Raymond Pettibon (*1944 USA)

Es gibt nur wenige Künstler, die eine derartig umfangreiche zeichnerische Produktion vorzuweisen haben wie Raymond Pettibon. Er selbst allerdings sagt von sich, er sei ein schlechter Zeichner - eine Begründung (kein wirklicher Grund) dafür, daß er in seinen Schrift-Bild-Kombinationen auf das Modell des Comic zurückgreift.

Vom Comic übernimmt er neben der allgemeinen Konzeption seiner Blätter vor allem Elemente der zeichnerischen Darstellung und bestimmte Figuren, die er aber im Sinne seiner eigenen künstlerischen Konzeption einsetzt und deutet. Die Figur Gumby aus einer Comic-Serie (ursprünglich der 60er-Jahre) von Art Clokey bezeichnet er als sein alter ego, da Gumby, eine Figur aus biegsamem Material - im wörtlichen Sinne beeindruckbar - die Fähigkeit hat, sich in Bücher hineinzubegeben, an deren Handlung teilzunehmen und sie zu verändern.
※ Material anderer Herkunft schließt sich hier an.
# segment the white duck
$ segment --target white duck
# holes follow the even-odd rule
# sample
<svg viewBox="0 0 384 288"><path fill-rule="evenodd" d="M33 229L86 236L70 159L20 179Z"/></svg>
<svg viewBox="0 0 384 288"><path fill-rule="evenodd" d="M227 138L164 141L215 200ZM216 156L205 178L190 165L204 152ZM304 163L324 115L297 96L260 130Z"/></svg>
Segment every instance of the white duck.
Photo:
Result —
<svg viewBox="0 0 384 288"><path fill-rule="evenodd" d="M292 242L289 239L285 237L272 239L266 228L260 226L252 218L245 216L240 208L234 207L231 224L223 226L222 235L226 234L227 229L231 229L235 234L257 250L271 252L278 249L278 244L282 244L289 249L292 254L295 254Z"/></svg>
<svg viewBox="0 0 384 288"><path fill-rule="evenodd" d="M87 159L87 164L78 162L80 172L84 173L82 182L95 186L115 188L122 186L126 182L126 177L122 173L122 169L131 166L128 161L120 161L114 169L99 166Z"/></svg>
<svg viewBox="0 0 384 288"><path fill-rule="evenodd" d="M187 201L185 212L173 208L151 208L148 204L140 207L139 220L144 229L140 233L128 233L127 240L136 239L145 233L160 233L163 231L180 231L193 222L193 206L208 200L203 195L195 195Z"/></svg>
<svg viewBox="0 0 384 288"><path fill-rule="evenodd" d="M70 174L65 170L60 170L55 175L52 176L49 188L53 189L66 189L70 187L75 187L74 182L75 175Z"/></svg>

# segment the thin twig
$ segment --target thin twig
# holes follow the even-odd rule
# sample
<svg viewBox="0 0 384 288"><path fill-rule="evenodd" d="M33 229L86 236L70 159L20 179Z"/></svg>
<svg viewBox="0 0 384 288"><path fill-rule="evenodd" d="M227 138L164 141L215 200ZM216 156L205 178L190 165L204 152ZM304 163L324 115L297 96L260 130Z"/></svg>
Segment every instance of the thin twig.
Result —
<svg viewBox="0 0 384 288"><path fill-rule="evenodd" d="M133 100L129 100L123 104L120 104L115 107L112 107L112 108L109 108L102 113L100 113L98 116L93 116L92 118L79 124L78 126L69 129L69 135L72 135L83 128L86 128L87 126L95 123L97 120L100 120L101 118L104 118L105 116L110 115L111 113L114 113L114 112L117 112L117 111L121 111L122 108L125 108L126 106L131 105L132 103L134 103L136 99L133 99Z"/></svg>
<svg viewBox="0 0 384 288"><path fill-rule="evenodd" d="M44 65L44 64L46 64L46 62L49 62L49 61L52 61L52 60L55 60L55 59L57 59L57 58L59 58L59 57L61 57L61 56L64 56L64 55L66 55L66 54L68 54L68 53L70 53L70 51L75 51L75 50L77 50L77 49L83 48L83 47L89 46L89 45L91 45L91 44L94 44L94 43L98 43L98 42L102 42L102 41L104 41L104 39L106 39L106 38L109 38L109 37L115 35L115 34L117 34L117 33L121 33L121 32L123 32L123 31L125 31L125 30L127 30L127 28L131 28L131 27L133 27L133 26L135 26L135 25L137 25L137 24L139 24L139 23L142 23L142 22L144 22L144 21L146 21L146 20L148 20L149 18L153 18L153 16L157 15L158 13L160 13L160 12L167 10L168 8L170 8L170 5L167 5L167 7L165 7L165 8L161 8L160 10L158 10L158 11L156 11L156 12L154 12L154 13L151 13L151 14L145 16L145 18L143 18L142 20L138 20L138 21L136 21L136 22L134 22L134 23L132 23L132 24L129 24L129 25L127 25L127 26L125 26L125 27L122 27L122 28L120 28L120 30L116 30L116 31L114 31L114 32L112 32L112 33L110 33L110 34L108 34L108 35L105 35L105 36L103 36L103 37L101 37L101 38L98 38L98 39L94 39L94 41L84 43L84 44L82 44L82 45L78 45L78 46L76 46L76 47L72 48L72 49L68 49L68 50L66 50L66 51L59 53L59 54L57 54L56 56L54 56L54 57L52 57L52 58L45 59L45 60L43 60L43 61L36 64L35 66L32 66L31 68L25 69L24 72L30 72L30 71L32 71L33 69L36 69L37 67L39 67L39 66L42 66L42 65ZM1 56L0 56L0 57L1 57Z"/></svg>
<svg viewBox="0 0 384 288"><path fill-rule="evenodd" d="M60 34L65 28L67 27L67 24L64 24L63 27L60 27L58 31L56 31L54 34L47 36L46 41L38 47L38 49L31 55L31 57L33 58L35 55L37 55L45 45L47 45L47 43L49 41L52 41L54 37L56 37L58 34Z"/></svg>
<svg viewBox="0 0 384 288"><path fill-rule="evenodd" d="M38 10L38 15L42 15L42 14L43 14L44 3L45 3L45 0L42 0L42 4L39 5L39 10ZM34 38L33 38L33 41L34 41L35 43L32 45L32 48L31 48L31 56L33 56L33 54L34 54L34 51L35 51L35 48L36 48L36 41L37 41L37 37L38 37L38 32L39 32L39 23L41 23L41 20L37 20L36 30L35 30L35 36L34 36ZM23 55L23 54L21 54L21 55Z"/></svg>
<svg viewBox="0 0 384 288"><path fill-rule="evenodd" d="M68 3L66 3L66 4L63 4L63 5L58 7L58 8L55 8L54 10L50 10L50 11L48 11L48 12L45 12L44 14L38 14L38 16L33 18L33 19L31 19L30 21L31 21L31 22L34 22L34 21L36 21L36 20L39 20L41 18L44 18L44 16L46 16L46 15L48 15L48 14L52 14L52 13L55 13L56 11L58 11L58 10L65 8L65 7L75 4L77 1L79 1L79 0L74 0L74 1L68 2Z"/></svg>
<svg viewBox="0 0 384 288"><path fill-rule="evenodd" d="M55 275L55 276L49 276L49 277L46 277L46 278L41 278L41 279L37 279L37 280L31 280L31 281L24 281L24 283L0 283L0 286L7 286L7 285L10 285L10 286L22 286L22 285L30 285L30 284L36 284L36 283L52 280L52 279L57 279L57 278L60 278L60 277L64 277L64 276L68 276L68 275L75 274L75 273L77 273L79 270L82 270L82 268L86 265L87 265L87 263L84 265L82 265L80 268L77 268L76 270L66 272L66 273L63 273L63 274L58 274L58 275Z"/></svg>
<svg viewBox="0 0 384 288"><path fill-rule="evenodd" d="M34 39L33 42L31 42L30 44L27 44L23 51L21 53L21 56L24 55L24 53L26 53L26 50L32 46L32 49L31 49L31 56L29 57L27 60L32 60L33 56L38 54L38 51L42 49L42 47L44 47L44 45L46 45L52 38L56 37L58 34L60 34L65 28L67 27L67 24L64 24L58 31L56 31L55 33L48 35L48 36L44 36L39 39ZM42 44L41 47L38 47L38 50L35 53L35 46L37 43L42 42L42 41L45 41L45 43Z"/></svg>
So wehrt auch Pettibon sich gegen den Anspruch „eigener“ künstlerischer Erfindung und erzeugt den Schein, das textliche und bildliche Material für seine Arbeiten aus fremden Quellen zu beziehen.

In der Tat gehört neben den Comics und Idiomen aus der Musik-Szene, der Welt der Surfer, des Underground, der journalistischen Berichterstattung, der patriotischen Ideologien auch die Weltliteratur von der Bibel bis John Ruskin, von Shakespeare bis James Joyce oder Henry James zu den Quellen, denen er zeilenweise Zitate oder einzelne Phrasen entnimmt, um sie mit Motiven seiner Bildwelt zu verbinden. Motivbereiche, auf die er immer wieder zurückkommt, sind beispielsweise die Bibel, das Surfen, die Eisenbahn, das Licht / die Lampe, der Penis / Erektion, Wolken, Schraffur, die Comic-Figuren Gumby und Vavoom, das Schreiben, Buchstaben und Zeichen usw. Von gewissen, sehr pointierten Zeichnungen aus der ersten Hälfte der 80er-Jahre abgesehen, gibt es häufig eine produktive, neuen Sinn generierenden Spannung zwischen den verschiedenen Elementen einer Arbeit, insbesondere zwischen Schrift und Bild. Wobei Pettibon in der überwiegenden Zahl der Fälle zwar den Anschein erzeugt, die Texte seien zitiert, während er sie in Wirklichkeit aber selbst schreibt in einer Weise, wie sie in Quellen der verschiedensten Herkunft hätten gefunden werden können. U.L.